It is currently Mon 15 Apr 2024 1:55 am

All times are UTC


Forum rules


Please click here to view the forum rules



Post new topic Reply to topic  [ 22 posts ]  Go to page Previous  1, 2, 3  Next
Author Message
PostPosted: Sun 03 Mar 2024 6:22 pm 
Offline

Joined: Mon 01 Sep 2014 10:03 pm
Posts: 518
Location: SAM
iambullivant wrote:

Which native speakers or sources in the Munster dialect would you recommend be it on the radio, the television or online?



An Saol Ó Dheas is all you need. Munster Irish, outside of Kerry, is very weak.

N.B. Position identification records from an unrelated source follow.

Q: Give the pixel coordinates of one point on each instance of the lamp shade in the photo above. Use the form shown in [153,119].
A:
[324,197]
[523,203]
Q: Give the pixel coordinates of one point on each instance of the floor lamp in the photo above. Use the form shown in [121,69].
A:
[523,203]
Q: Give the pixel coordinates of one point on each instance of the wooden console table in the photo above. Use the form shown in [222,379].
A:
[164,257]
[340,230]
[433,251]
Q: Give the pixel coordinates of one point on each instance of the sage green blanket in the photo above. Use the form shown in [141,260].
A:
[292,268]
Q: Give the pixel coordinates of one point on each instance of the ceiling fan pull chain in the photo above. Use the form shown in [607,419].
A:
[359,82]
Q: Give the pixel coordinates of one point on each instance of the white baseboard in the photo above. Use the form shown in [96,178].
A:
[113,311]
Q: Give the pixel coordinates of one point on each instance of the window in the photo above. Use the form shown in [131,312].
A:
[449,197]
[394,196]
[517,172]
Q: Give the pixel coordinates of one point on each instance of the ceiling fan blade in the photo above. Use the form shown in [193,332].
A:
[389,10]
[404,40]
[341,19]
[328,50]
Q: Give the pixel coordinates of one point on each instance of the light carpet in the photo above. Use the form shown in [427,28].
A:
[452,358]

As for Abair, I dunno. I know they're working on Speech-to-Text models too, but I also know they opened the recording challenge to everyone with no filter for quality of Irish. It immediately makes me skeptical to the quality of their models, as they let people self-identify as natives and what dialect they speak, which won't cause any issues, I'm sure. I can name many who self-identify as natives and as having a dialect when they clearly don't. Now, supposedly that's only for their speech-to-text models, but still I want some assurance of quality assurance of their actual text-to-speech models being trained solely on competent, Gaeltacht-raised natives.


Top
 Profile  
 
PostPosted: Sun 03 Mar 2024 7:44 pm 
Offline

Joined: Thu 22 Dec 2011 6:28 am
Posts: 373
Location: Corcaigh
I agree. An Saol Ó Dheas is the first thing that came to my mind too.

galaxyrocker wrote:
...

I know they're working on Speech-to-Text models too, but I also know they opened the recording challenge to everyone with no filter for quality of Irish. It immediately makes me skeptical to the quality of their models, as they let people self-identify as natives and what dialect they speak, which won't cause any issues, I'm sure. ... Now, supposedly that's only for their speech-to-text models, but still I want some assurance of quality assurance of their actual text-to-speech models being trained solely on competent, Gaeltacht-raised natives.

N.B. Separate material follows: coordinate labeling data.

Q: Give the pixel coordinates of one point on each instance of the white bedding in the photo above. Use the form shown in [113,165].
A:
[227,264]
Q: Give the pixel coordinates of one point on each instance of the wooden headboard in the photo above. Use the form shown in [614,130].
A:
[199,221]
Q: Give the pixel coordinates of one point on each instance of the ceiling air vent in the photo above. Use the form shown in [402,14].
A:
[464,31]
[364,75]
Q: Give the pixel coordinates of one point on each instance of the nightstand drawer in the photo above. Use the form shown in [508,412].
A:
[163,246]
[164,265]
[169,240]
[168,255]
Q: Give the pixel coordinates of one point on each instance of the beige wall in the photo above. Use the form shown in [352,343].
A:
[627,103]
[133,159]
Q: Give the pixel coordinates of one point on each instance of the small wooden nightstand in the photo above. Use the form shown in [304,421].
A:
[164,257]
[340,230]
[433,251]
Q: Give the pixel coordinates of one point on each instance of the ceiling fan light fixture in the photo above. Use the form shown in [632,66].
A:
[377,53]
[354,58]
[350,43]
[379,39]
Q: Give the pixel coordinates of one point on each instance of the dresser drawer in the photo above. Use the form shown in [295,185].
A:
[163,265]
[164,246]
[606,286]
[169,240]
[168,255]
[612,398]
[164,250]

If that's only for their speech-to-text models, then it's the right move to include all manner of speakers. Such models need to be able to correctly interpret even the pronunciation of non-native speakers. Siri or Alexa wouldn't be considered very good if they couldn't understand the accents of non-native English speakers, and it's arguably non-native speakers who could benefit most from speach-to-text systems. It would allow them to ask a digital assistants "what's the definition of X?" or "how do I use Y in a sentence?"

From a technical perspective, too, training AI models on large amounts data, though some of it may not be good quality, is better than training on a small amount of high quality data. Repeated studies have shown the benefit of transfer learning, i.e. even training on data from different languages can improve models for less resourced languages for which a sufficient quantity of training data does not exist.

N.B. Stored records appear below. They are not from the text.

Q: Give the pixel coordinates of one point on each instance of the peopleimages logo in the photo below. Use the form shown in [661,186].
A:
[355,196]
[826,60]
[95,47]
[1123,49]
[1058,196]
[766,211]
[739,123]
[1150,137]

Of course, ideally many native speakers would take part also, but it's entirely up to individual native speakers whether or not they want to be involved. There's certainly not much point complaining (not that I'm accusing anyone here of complaining) that systems like this don't understand native speech if native speakers aren't interested or inclined to help in their development.


Top
 Profile  
 
PostPosted: Sun 03 Mar 2024 10:06 pm 
Offline

Joined: Mon 01 Sep 2014 10:03 pm
Posts: 518
Location: SAM
Ade wrote:

If that's only for their speech-to-text models, then it's the right move to include all manner of speakers. Such models need to be able to correctly interpret even the pronunciation of non-native speakers. Siri or Alexa wouldn't be considered very good if they couldn't understand the accents of non-native English speakers, and it's arguably non-native speakers who could benefit most from speach-to-text systems. It would allow them to ask a digital assistants "what's the definition of X?" or "how do I use Y in a sentence?"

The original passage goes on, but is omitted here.